RTX 4090 shows as "non-free GPU" when running NIM model in docker

I have been working to run NIM directly on my system with a single RTX4090. After some issues getting an API token to work, I am able to authenticate and pull the models. However, it detects 0 compatible profiles and defines my GPU as non-free. Has anyone successfully run NIM models natively on their PC with a single 4090? It has been a days-long challenge for me and still not quite there.


export LOCAL_NIM_CACHE=~/.cache/nim

mkdir -p “$LOCAL_NIM_CACHE”

docker run -it --rm \

–gpus device=0 \

–shm-size=16GB \


-v “$LOCAL_NIM_CACHE:/opt/nim/.cache” \

-u $(id -u) \

-p 8000:8000 \



== NVIDIA Inference Microservice LLM NIM ==


NVIDIA Inference Microservice LLM NIM Version 1.0.0

Model: nim/meta/llama3-8b-instruct

Container image Copyright (c) 2016-2024, NVIDIA CORPORATION & AFFILIATES. All rights reserved.

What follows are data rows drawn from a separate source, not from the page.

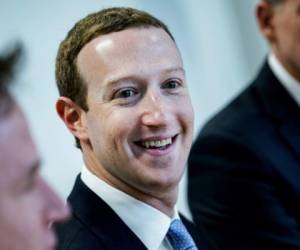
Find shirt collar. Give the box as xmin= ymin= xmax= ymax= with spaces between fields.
xmin=81 ymin=166 xmax=179 ymax=249
xmin=268 ymin=53 xmax=300 ymax=106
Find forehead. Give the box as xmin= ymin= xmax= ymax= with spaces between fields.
xmin=0 ymin=103 xmax=38 ymax=185
xmin=77 ymin=27 xmax=182 ymax=87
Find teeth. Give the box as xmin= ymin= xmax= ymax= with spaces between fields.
xmin=142 ymin=138 xmax=172 ymax=148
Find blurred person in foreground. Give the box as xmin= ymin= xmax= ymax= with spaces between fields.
xmin=0 ymin=47 xmax=69 ymax=250
xmin=188 ymin=0 xmax=300 ymax=250
xmin=56 ymin=7 xmax=213 ymax=250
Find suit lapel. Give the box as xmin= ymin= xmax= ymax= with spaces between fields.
xmin=255 ymin=63 xmax=300 ymax=192
xmin=256 ymin=63 xmax=300 ymax=159
xmin=68 ymin=176 xmax=146 ymax=250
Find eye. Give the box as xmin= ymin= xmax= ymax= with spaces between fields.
xmin=113 ymin=88 xmax=138 ymax=99
xmin=162 ymin=79 xmax=181 ymax=89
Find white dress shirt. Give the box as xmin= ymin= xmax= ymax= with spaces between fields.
xmin=81 ymin=166 xmax=179 ymax=250
xmin=268 ymin=53 xmax=300 ymax=107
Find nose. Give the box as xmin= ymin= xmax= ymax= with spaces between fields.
xmin=43 ymin=180 xmax=70 ymax=224
xmin=141 ymin=91 xmax=168 ymax=127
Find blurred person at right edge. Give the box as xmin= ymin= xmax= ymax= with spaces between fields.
xmin=188 ymin=0 xmax=300 ymax=250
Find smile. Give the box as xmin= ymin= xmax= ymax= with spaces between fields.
xmin=141 ymin=138 xmax=172 ymax=148
xmin=136 ymin=135 xmax=177 ymax=150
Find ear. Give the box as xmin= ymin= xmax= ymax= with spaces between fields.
xmin=56 ymin=96 xmax=88 ymax=144
xmin=256 ymin=1 xmax=276 ymax=44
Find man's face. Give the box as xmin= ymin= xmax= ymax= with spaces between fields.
xmin=77 ymin=28 xmax=194 ymax=196
xmin=0 ymin=104 xmax=68 ymax=250
xmin=271 ymin=0 xmax=300 ymax=81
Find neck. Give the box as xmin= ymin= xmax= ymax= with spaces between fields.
xmin=273 ymin=48 xmax=300 ymax=82
xmin=82 ymin=147 xmax=178 ymax=218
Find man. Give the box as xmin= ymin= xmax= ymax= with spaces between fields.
xmin=56 ymin=8 xmax=213 ymax=250
xmin=188 ymin=0 xmax=300 ymax=250
xmin=0 ymin=46 xmax=68 ymax=250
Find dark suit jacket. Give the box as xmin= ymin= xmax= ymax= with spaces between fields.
xmin=55 ymin=177 xmax=212 ymax=250
xmin=188 ymin=63 xmax=300 ymax=250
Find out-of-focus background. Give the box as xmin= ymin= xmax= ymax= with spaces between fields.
xmin=0 ymin=0 xmax=268 ymax=217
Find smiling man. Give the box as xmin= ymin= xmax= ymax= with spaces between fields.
xmin=56 ymin=8 xmax=209 ymax=249
xmin=0 ymin=46 xmax=69 ymax=250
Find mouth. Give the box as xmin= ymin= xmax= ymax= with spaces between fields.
xmin=135 ymin=135 xmax=178 ymax=151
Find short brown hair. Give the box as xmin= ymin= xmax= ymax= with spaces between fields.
xmin=55 ymin=7 xmax=175 ymax=148
xmin=56 ymin=7 xmax=174 ymax=111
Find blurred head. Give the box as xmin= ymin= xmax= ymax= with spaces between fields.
xmin=256 ymin=0 xmax=300 ymax=81
xmin=0 ymin=46 xmax=68 ymax=250
xmin=57 ymin=8 xmax=193 ymax=213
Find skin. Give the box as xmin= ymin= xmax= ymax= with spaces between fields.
xmin=0 ymin=104 xmax=69 ymax=250
xmin=256 ymin=0 xmax=300 ymax=81
xmin=57 ymin=28 xmax=194 ymax=216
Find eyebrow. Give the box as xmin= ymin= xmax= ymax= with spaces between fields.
xmin=105 ymin=67 xmax=185 ymax=88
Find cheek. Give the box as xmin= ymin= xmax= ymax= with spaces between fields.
xmin=178 ymin=100 xmax=194 ymax=133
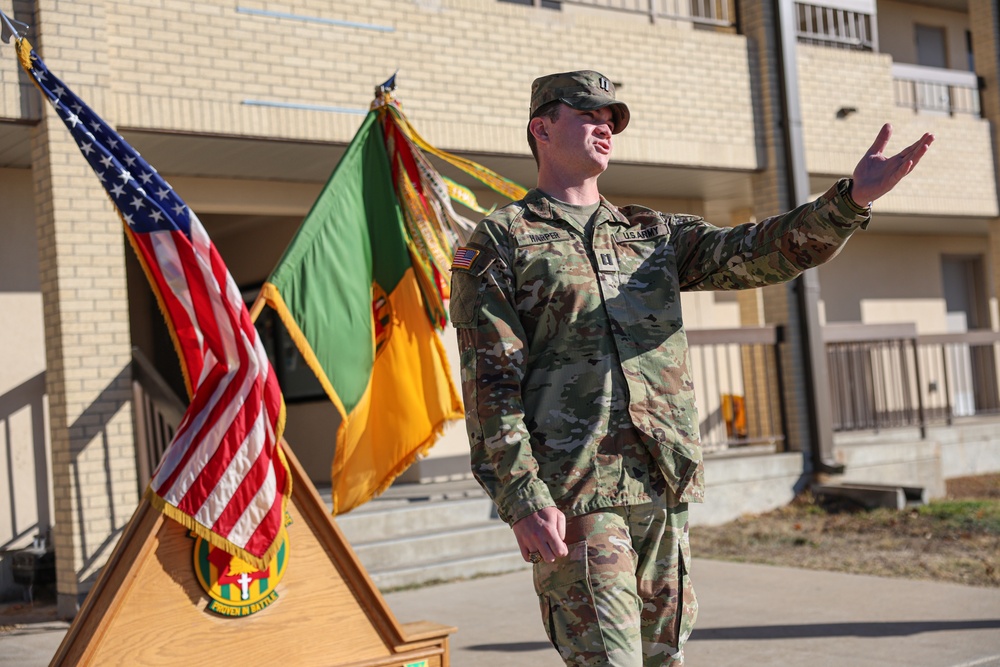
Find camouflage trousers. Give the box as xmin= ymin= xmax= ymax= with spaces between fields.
xmin=534 ymin=499 xmax=698 ymax=667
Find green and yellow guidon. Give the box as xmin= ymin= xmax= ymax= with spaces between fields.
xmin=194 ymin=515 xmax=288 ymax=617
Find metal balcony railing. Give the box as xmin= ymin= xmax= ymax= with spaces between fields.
xmin=795 ymin=0 xmax=878 ymax=51
xmin=892 ymin=63 xmax=982 ymax=117
xmin=823 ymin=324 xmax=1000 ymax=431
xmin=501 ymin=0 xmax=736 ymax=28
xmin=687 ymin=326 xmax=785 ymax=452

This NIM container is governed by the NVIDIA AI Product Agreement here:

NVIDIA AI Enterprise Software License Agreement | NVIDIA.

A copy of this license can be found under /opt/nim/LICENSE.

The use of this model is governed by the AI Foundation Models Community License

here: https://docs.nvidia.com/ai-foundation-models-community-license.pdf.

ADDITIONAL INFORMATION: Meta Llama 3 Community License, Built with Meta Llama 3.

A copy of the Llama 3 license can be found under /opt/nim/MODEL_LICENSE.

2024-06-10 08:00:16,668 [INFO] PyTorch version 2.2.2 available.

2024-06-10 08:00:17,046 [WARNING] [TRT-LLM] [W] Logger level already set from environment. Discard new verbosity: error

2024-06-10 08:00:17,046 [INFO] [TRT-LLM] [I] Starting TensorRT-LLM init.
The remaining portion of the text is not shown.